Jathekey (Urdu: جیٹھیکے) is a village of Sialkot District in the Punjab province of Pakistan. It is located in the North-West of the Sambrial and lies 2 km away from Sambrial. Jathekey is one of the biggest villages of Sialkot among 161 villages.

Location

Jathekey is located in North-West of Sambrial and lies 2 km away from north end of Sialkot Lahore Motorway, 4 km away from Sialkot Dry Port and 8 km away from Sialkot International Airport. It is located at 32.16°N 74.40°E.The nearest railway station is 3 km away (Sambrial railway station). Export Processing Zone Is Situated in South Of Village and Famous Stream Nala Palkhu Flows in North of village.

Sectors/Mohalla
Jathekey East
Jathekey West
Palkhu
Nangrawala
Haiderpura

Climate
Jathekey is cold during winters and hot and humid during summers. May and June are the hottest months. The temperature during winter may drop to 0 °C. The land is, generally, plain and fertile.
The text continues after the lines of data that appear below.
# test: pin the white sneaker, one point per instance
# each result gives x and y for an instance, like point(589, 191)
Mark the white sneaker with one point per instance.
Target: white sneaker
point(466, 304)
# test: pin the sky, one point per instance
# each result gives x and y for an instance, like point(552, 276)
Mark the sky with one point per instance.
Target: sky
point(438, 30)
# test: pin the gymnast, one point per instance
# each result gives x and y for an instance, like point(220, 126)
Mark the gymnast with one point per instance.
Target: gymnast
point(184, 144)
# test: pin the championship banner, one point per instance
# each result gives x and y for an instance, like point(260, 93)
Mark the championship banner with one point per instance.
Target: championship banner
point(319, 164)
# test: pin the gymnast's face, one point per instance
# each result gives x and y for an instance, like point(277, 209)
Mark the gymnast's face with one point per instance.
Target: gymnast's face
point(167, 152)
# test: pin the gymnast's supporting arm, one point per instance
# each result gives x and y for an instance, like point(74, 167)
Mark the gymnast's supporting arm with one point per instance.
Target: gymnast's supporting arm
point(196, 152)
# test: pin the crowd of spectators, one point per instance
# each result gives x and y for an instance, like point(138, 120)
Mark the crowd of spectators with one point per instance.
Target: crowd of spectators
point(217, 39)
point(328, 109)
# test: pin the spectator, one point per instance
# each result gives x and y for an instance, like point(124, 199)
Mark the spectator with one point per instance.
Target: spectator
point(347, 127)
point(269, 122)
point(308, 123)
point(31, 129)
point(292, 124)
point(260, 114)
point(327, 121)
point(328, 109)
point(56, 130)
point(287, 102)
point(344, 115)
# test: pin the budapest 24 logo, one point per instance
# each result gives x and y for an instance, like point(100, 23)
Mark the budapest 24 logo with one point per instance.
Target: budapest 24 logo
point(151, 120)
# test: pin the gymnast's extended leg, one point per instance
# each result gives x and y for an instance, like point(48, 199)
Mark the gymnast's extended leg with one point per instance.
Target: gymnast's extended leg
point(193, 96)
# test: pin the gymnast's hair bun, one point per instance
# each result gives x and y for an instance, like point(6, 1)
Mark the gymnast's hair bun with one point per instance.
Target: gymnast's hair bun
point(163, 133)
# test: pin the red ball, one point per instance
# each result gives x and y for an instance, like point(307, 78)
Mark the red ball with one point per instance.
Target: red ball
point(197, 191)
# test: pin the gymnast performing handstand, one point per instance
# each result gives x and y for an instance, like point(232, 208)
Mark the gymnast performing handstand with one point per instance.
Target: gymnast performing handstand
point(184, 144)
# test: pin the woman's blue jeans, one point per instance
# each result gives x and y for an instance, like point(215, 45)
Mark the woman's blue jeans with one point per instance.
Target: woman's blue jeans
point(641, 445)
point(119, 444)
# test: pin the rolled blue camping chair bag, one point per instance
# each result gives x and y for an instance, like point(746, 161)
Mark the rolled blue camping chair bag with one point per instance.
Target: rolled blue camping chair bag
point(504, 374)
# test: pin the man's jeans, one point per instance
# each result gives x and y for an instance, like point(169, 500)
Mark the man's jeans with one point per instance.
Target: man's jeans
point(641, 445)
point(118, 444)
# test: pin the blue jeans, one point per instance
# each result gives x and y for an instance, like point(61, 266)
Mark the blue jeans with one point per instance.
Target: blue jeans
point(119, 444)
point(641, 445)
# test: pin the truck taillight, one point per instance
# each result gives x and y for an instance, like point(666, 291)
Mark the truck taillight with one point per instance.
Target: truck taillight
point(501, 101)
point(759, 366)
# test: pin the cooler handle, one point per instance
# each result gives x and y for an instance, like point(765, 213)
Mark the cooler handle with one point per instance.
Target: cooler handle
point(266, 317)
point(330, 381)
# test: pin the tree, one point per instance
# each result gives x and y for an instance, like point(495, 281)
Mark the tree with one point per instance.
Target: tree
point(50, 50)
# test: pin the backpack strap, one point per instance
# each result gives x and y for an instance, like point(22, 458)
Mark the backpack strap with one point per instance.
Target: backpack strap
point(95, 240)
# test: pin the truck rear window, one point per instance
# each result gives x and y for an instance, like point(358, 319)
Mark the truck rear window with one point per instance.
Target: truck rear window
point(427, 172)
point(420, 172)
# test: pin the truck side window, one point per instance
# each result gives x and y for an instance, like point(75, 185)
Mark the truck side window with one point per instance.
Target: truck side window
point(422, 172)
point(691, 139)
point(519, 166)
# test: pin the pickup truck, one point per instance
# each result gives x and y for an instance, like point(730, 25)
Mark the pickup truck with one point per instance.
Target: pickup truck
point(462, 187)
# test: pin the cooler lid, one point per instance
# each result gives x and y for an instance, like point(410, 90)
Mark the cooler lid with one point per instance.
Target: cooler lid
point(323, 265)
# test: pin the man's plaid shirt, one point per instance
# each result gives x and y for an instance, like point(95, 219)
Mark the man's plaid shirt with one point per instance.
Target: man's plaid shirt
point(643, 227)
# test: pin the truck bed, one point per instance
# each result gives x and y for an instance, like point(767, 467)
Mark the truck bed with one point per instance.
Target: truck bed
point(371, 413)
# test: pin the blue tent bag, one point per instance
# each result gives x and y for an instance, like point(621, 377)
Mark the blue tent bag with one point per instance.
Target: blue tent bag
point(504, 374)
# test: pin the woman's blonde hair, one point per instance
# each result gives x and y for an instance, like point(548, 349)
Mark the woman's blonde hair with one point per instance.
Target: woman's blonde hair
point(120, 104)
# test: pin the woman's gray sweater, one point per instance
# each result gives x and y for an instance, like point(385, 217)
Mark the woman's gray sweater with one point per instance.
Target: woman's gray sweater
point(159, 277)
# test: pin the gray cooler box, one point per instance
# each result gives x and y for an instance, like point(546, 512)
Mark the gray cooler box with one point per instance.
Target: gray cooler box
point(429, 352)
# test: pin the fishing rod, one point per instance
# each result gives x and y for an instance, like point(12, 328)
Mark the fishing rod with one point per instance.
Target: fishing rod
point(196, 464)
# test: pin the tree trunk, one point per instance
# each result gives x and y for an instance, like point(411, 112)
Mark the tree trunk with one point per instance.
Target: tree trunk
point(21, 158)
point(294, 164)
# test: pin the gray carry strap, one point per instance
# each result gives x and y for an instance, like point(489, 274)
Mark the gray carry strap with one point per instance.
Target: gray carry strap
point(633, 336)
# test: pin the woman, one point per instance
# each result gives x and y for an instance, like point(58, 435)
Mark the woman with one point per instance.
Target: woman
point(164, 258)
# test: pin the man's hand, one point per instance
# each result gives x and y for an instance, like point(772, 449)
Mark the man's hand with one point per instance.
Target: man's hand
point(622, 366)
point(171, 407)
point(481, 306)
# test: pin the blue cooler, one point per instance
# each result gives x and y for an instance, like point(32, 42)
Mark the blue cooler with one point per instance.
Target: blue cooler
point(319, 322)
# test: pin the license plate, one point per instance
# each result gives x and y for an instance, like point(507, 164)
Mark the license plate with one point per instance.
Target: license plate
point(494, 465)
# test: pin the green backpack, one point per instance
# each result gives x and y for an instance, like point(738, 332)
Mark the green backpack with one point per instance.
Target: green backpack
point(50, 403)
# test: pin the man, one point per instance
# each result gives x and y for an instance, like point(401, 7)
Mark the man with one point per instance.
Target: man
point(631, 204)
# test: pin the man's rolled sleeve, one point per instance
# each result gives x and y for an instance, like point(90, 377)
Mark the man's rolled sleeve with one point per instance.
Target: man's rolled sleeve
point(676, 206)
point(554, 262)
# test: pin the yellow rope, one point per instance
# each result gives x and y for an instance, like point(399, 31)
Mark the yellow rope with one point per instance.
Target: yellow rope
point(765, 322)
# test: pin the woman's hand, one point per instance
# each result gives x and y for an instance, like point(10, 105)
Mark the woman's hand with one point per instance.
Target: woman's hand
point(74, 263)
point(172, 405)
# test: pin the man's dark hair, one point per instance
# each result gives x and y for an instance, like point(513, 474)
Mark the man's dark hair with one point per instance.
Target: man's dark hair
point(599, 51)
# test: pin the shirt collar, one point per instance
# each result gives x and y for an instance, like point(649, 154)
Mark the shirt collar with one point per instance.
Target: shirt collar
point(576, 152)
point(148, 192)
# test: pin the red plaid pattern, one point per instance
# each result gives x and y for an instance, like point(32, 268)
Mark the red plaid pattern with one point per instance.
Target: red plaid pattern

Most of the rain falls during the Monsoon season in summer which often results in flooding.

Union Council Jathekey
Jathekey is capital of UC Jathekey. Total number of registered voters in union council is 11,000. Union council consists of following villages:
Jathekey
Haddokey
Kalokey
Majra Kalaan

Education
Jathekey has a very good literacy rate. It has 1 Government high school for boys and 2 Government primary school for girls, it also has a college and number of private schools and tuition academies. Mostly people preferred to study in Sambrial or Sialkot.